One night, five nuns take a wrong turn from their bus stop and wander out in the dark onto the uncompleted bridge span. The wind blows one of them over the edge. Temelcoff, swinging below, grabs her in midair, dislocating his arm. They swoop down to the ground below and, in shock, help each other to the shelter of a restaurant. There they drink a little, exchange a few words, doze off over the table. With these few elements--prowess, peril, rescue, repose--Ondaatje fashions a moment of erotic tenderness that aches in its brevity.

There is Caravaggio, the burglar, whom Patrick meets in jail where he is serving time for an act of political arson he has committed in revenge for Alice’s death. Ondaatje makes a lovely detour out of the burglar’s life: the silence he works in, the delicacy of his approach, the dog he brings along to bark if anyone comes by--a watchdog in reverse. When he comes home at night and makes love to his wife, it is like Ulysses returning to Penelope. Does this sound grandiose? It is the reader who furnishes the grandiosity, nourished and swelling out with Ondaatje’s exhilarating detail.
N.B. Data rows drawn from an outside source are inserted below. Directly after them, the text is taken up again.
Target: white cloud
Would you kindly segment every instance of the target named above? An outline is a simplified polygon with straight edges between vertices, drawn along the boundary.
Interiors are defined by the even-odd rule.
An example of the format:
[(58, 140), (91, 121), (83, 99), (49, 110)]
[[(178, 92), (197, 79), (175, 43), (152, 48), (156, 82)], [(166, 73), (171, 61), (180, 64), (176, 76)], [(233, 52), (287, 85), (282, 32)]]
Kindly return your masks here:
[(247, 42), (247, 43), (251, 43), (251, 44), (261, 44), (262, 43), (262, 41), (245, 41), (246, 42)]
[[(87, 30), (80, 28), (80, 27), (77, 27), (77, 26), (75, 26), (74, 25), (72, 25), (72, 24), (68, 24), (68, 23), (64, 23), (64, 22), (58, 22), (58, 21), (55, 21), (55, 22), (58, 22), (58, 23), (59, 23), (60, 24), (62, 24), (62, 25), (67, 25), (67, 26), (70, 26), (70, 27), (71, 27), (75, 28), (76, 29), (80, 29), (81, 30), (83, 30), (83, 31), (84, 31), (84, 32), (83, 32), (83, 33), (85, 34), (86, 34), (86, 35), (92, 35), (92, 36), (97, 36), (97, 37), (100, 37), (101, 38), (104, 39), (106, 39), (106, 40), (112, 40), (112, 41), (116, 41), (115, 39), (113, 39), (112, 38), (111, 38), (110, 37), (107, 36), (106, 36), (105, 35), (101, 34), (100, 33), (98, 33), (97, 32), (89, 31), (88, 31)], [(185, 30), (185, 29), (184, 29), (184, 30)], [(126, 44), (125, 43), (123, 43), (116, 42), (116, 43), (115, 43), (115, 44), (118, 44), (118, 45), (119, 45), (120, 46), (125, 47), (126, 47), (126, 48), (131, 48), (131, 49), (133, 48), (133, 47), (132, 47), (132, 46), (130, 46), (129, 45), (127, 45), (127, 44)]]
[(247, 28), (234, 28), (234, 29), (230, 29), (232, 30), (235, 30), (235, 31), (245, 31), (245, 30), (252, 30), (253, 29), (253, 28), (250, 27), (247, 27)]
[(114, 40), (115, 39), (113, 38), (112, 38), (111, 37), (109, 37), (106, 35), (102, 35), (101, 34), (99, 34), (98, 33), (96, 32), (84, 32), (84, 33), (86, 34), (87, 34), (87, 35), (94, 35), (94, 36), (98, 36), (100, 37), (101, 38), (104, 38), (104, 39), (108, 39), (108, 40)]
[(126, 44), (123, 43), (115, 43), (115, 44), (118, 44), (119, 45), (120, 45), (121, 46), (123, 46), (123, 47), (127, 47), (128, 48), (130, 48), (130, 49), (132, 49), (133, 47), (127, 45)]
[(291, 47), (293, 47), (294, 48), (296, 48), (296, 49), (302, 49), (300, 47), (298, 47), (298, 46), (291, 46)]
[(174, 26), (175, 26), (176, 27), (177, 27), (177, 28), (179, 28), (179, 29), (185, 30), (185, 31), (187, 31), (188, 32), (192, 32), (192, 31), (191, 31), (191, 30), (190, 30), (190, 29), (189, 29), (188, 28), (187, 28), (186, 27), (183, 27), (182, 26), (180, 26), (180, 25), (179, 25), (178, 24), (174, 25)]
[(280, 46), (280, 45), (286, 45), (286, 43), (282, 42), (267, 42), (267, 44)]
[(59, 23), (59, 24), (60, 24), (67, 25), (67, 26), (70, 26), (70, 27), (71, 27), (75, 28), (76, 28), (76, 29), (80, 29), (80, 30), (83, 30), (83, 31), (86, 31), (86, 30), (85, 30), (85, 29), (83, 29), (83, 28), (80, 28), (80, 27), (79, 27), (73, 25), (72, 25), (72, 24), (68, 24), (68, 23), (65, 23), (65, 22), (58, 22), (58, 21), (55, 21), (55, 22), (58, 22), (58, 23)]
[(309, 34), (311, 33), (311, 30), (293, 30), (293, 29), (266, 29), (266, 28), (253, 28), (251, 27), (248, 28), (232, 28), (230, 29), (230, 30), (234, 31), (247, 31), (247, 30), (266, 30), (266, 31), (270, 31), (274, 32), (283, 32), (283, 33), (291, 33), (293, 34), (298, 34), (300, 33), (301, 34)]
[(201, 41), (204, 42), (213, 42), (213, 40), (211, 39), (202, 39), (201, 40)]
Caravaggio’s escape from jail is assisted by Patrick and a friend. They are at work painting the prison roof blue. It is a blue, as they notice, indistinguishable from the sky. So they paint Caravaggio blue as well. Melting invisibly into the space around him, he departs unseen by the guards.

It is the kind of image that lights up Ondaatje’s tale so remarkably. He places the real upon his self-invented rack and stretches it to the point where it flies apart into magic and the simple pleasure of seeing it caught in a state of unexpectedness.